Sample Preparation: CES was performed using the Roche HyperCap Designed Share (DS) Inherited Disease Panel kit covering 4125 genes, while WES was executed using the Roche Kapa Hyperexome kit. Samples were prepared following the respective kit protocols, which involved capturing exonic regions of interest using targeted probes.
Sequencing: The prepared CES and WES samples were sequenced on the MGI sequencing platform, DNBSEQ-G400. This process generated raw sequencing data in the form of short reads, representing the DNA fragments.

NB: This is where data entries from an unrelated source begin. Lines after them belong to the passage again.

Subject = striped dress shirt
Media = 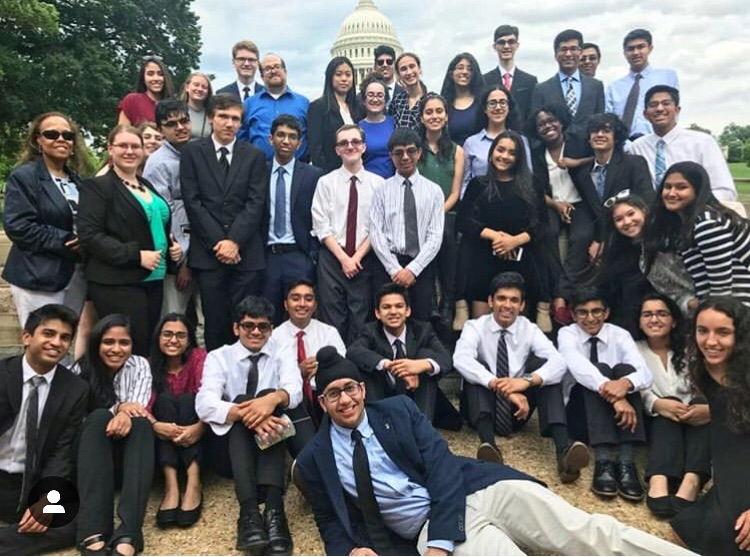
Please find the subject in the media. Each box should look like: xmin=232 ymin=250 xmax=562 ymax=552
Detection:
xmin=370 ymin=170 xmax=445 ymax=276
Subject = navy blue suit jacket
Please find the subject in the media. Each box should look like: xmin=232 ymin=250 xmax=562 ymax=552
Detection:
xmin=263 ymin=159 xmax=323 ymax=262
xmin=297 ymin=395 xmax=534 ymax=555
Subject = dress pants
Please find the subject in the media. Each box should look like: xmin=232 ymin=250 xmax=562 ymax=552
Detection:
xmin=317 ymin=246 xmax=380 ymax=346
xmin=417 ymin=480 xmax=694 ymax=555
xmin=89 ymin=280 xmax=164 ymax=357
xmin=194 ymin=265 xmax=260 ymax=352
xmin=154 ymin=392 xmax=203 ymax=470
xmin=0 ymin=470 xmax=76 ymax=555
xmin=78 ymin=408 xmax=154 ymax=548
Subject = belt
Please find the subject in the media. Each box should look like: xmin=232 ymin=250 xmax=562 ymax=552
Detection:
xmin=268 ymin=244 xmax=301 ymax=255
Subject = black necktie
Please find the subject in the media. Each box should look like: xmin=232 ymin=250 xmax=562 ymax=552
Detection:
xmin=19 ymin=376 xmax=44 ymax=510
xmin=495 ymin=329 xmax=513 ymax=435
xmin=352 ymin=429 xmax=394 ymax=555
xmin=245 ymin=354 xmax=263 ymax=397
xmin=589 ymin=337 xmax=599 ymax=365
xmin=219 ymin=147 xmax=229 ymax=178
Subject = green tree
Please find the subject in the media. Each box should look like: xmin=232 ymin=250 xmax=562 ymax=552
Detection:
xmin=0 ymin=0 xmax=201 ymax=176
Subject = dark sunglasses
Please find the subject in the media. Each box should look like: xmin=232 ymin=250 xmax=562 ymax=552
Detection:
xmin=39 ymin=130 xmax=76 ymax=141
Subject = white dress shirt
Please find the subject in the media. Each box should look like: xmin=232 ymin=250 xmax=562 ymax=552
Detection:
xmin=370 ymin=170 xmax=445 ymax=277
xmin=453 ymin=314 xmax=567 ymax=387
xmin=311 ymin=166 xmax=384 ymax=247
xmin=635 ymin=340 xmax=694 ymax=416
xmin=628 ymin=126 xmax=737 ymax=201
xmin=0 ymin=355 xmax=57 ymax=474
xmin=557 ymin=323 xmax=654 ymax=392
xmin=195 ymin=339 xmax=302 ymax=435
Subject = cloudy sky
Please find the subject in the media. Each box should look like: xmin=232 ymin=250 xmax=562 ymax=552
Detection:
xmin=193 ymin=0 xmax=750 ymax=135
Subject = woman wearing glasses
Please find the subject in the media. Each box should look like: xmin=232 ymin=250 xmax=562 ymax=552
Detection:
xmin=151 ymin=313 xmax=206 ymax=528
xmin=117 ymin=56 xmax=175 ymax=126
xmin=3 ymin=112 xmax=86 ymax=326
xmin=307 ymin=56 xmax=360 ymax=173
xmin=79 ymin=125 xmax=182 ymax=356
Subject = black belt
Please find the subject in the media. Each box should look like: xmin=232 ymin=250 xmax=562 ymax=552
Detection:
xmin=268 ymin=244 xmax=301 ymax=255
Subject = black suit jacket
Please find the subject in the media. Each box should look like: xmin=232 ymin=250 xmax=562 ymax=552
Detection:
xmin=78 ymin=170 xmax=172 ymax=284
xmin=0 ymin=356 xmax=89 ymax=501
xmin=180 ymin=136 xmax=267 ymax=271
xmin=215 ymin=81 xmax=264 ymax=101
xmin=569 ymin=151 xmax=656 ymax=240
xmin=482 ymin=67 xmax=537 ymax=125
xmin=346 ymin=319 xmax=453 ymax=373
xmin=530 ymin=73 xmax=604 ymax=158
xmin=263 ymin=159 xmax=323 ymax=262
xmin=3 ymin=159 xmax=80 ymax=292
xmin=297 ymin=396 xmax=534 ymax=555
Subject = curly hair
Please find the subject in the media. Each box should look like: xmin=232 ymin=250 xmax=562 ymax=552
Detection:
xmin=688 ymin=296 xmax=750 ymax=435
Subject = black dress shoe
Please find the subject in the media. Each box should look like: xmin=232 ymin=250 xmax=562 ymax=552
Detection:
xmin=617 ymin=462 xmax=646 ymax=501
xmin=591 ymin=460 xmax=617 ymax=497
xmin=264 ymin=509 xmax=292 ymax=555
xmin=646 ymin=495 xmax=677 ymax=518
xmin=237 ymin=510 xmax=268 ymax=555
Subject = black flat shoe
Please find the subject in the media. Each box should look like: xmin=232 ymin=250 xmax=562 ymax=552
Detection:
xmin=591 ymin=460 xmax=617 ymax=497
xmin=646 ymin=495 xmax=676 ymax=518
xmin=177 ymin=493 xmax=203 ymax=528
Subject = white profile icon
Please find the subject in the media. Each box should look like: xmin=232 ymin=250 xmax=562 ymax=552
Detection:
xmin=42 ymin=489 xmax=65 ymax=514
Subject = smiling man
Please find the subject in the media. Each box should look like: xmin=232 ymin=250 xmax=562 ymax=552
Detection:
xmin=298 ymin=347 xmax=690 ymax=555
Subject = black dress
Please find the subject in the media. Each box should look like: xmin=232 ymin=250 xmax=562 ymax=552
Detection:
xmin=671 ymin=389 xmax=750 ymax=555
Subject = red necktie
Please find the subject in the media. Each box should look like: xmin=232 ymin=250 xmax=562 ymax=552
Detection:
xmin=344 ymin=176 xmax=359 ymax=257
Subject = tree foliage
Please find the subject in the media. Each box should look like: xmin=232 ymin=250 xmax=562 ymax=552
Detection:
xmin=0 ymin=0 xmax=201 ymax=174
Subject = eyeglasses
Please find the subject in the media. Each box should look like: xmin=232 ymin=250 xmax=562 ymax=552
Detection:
xmin=573 ymin=308 xmax=607 ymax=319
xmin=487 ymin=99 xmax=508 ymax=108
xmin=161 ymin=116 xmax=190 ymax=128
xmin=603 ymin=189 xmax=630 ymax=209
xmin=336 ymin=139 xmax=364 ymax=149
xmin=237 ymin=321 xmax=273 ymax=335
xmin=39 ymin=130 xmax=76 ymax=141
xmin=391 ymin=147 xmax=419 ymax=159
xmin=641 ymin=309 xmax=672 ymax=321
xmin=159 ymin=331 xmax=187 ymax=342
xmin=318 ymin=381 xmax=362 ymax=403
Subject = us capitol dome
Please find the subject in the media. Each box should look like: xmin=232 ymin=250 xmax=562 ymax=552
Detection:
xmin=331 ymin=0 xmax=403 ymax=83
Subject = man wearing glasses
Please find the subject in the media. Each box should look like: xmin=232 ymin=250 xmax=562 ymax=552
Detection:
xmin=531 ymin=29 xmax=604 ymax=158
xmin=372 ymin=44 xmax=404 ymax=108
xmin=297 ymin=347 xmax=690 ymax=555
xmin=482 ymin=25 xmax=537 ymax=122
xmin=195 ymin=296 xmax=302 ymax=555
xmin=216 ymin=41 xmax=263 ymax=101
xmin=557 ymin=288 xmax=654 ymax=501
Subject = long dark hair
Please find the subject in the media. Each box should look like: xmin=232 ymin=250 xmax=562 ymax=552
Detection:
xmin=150 ymin=313 xmax=198 ymax=393
xmin=78 ymin=313 xmax=131 ymax=408
xmin=479 ymin=130 xmax=539 ymax=229
xmin=440 ymin=52 xmax=484 ymax=106
xmin=323 ymin=56 xmax=359 ymax=118
xmin=688 ymin=296 xmax=750 ymax=434
xmin=419 ymin=93 xmax=453 ymax=160
xmin=637 ymin=292 xmax=687 ymax=373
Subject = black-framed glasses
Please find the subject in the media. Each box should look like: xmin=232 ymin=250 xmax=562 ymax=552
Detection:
xmin=318 ymin=381 xmax=362 ymax=403
xmin=237 ymin=321 xmax=273 ymax=335
xmin=39 ymin=130 xmax=76 ymax=141
xmin=604 ymin=189 xmax=630 ymax=209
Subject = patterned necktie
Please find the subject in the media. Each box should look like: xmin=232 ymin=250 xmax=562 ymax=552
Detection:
xmin=622 ymin=73 xmax=643 ymax=135
xmin=495 ymin=329 xmax=513 ymax=435
xmin=273 ymin=166 xmax=286 ymax=240
xmin=654 ymin=138 xmax=667 ymax=187
xmin=565 ymin=76 xmax=578 ymax=118
xmin=404 ymin=179 xmax=419 ymax=257
xmin=352 ymin=429 xmax=395 ymax=555
xmin=344 ymin=176 xmax=359 ymax=257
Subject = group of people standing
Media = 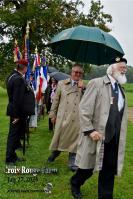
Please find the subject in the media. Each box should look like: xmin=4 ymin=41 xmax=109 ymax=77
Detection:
xmin=6 ymin=57 xmax=127 ymax=199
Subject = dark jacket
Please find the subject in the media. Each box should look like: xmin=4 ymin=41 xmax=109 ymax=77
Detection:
xmin=6 ymin=70 xmax=27 ymax=118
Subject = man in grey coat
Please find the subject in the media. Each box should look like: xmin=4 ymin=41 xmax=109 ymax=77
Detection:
xmin=48 ymin=64 xmax=84 ymax=171
xmin=71 ymin=57 xmax=127 ymax=199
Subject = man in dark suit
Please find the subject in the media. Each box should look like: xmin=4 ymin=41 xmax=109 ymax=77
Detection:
xmin=6 ymin=59 xmax=28 ymax=165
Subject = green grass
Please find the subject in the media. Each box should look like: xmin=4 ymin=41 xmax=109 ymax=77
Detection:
xmin=0 ymin=88 xmax=133 ymax=199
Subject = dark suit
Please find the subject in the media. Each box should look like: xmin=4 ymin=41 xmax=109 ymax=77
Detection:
xmin=6 ymin=70 xmax=27 ymax=163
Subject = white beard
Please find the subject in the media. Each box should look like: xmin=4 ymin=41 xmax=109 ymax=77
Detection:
xmin=113 ymin=72 xmax=127 ymax=84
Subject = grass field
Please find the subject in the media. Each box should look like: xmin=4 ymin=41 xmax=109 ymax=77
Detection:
xmin=0 ymin=88 xmax=133 ymax=199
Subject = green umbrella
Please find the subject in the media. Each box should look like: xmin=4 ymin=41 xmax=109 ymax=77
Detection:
xmin=48 ymin=25 xmax=124 ymax=65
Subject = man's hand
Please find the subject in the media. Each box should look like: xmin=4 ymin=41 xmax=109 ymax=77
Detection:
xmin=89 ymin=131 xmax=102 ymax=141
xmin=51 ymin=117 xmax=56 ymax=125
xmin=78 ymin=79 xmax=85 ymax=89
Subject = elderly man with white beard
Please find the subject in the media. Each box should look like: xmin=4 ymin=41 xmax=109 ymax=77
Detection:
xmin=70 ymin=57 xmax=127 ymax=199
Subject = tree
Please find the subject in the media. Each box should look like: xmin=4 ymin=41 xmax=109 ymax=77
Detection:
xmin=0 ymin=0 xmax=112 ymax=80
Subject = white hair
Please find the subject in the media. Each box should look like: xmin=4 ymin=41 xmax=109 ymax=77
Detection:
xmin=107 ymin=64 xmax=127 ymax=84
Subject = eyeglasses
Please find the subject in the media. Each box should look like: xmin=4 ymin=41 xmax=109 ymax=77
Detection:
xmin=72 ymin=70 xmax=83 ymax=75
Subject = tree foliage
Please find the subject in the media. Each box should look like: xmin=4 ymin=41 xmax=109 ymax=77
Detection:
xmin=0 ymin=0 xmax=112 ymax=79
xmin=85 ymin=65 xmax=133 ymax=83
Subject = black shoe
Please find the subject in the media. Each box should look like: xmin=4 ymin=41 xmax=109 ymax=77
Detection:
xmin=47 ymin=151 xmax=60 ymax=163
xmin=70 ymin=178 xmax=82 ymax=199
xmin=69 ymin=166 xmax=78 ymax=172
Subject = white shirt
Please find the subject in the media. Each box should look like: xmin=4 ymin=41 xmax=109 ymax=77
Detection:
xmin=71 ymin=79 xmax=78 ymax=86
xmin=108 ymin=75 xmax=124 ymax=111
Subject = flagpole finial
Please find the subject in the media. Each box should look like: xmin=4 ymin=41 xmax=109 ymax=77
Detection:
xmin=26 ymin=21 xmax=30 ymax=37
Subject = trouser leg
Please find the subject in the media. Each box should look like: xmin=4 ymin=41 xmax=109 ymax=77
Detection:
xmin=71 ymin=168 xmax=93 ymax=187
xmin=98 ymin=170 xmax=114 ymax=199
xmin=98 ymin=136 xmax=118 ymax=199
xmin=68 ymin=153 xmax=78 ymax=171
xmin=6 ymin=119 xmax=20 ymax=162
xmin=49 ymin=118 xmax=53 ymax=131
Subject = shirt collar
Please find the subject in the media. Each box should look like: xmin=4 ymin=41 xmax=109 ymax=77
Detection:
xmin=108 ymin=75 xmax=116 ymax=86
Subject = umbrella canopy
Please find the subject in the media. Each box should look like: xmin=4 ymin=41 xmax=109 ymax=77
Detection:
xmin=48 ymin=25 xmax=124 ymax=65
xmin=49 ymin=72 xmax=70 ymax=81
xmin=48 ymin=66 xmax=58 ymax=73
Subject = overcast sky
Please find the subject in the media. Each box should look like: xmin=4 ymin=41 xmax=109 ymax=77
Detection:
xmin=83 ymin=0 xmax=133 ymax=66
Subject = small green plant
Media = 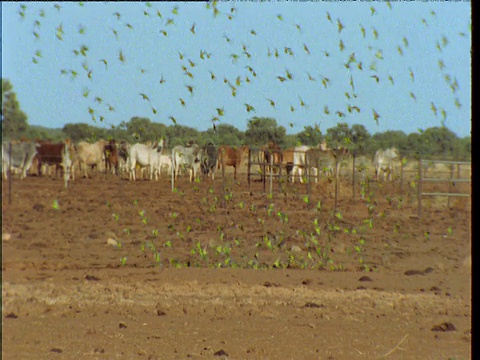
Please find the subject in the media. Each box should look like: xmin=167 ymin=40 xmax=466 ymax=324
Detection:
xmin=52 ymin=200 xmax=60 ymax=210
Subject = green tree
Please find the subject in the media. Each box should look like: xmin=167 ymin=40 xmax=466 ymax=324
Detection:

Variant Classification and Analysis: The raw sequencing data (FASTQ files) were uploaded to the SEQ Platform developed by Genomize Inc. The reads were aligned to the human reference genome GRCh37 using the Burrows-Wheeler Aligner [8]. Variant calling was performed using FreeBayes [9]., followed by additional steps such as PCR deduplication and in-del realignment using Genomize’s proprietary algorithms. Identified variants were annotated using VEP v102 [10] to provide functional annotations. ACMG pathogenicity classification was conducted using Genomize’s proprietary algorithm based on the guideline published by Richards et al. [11].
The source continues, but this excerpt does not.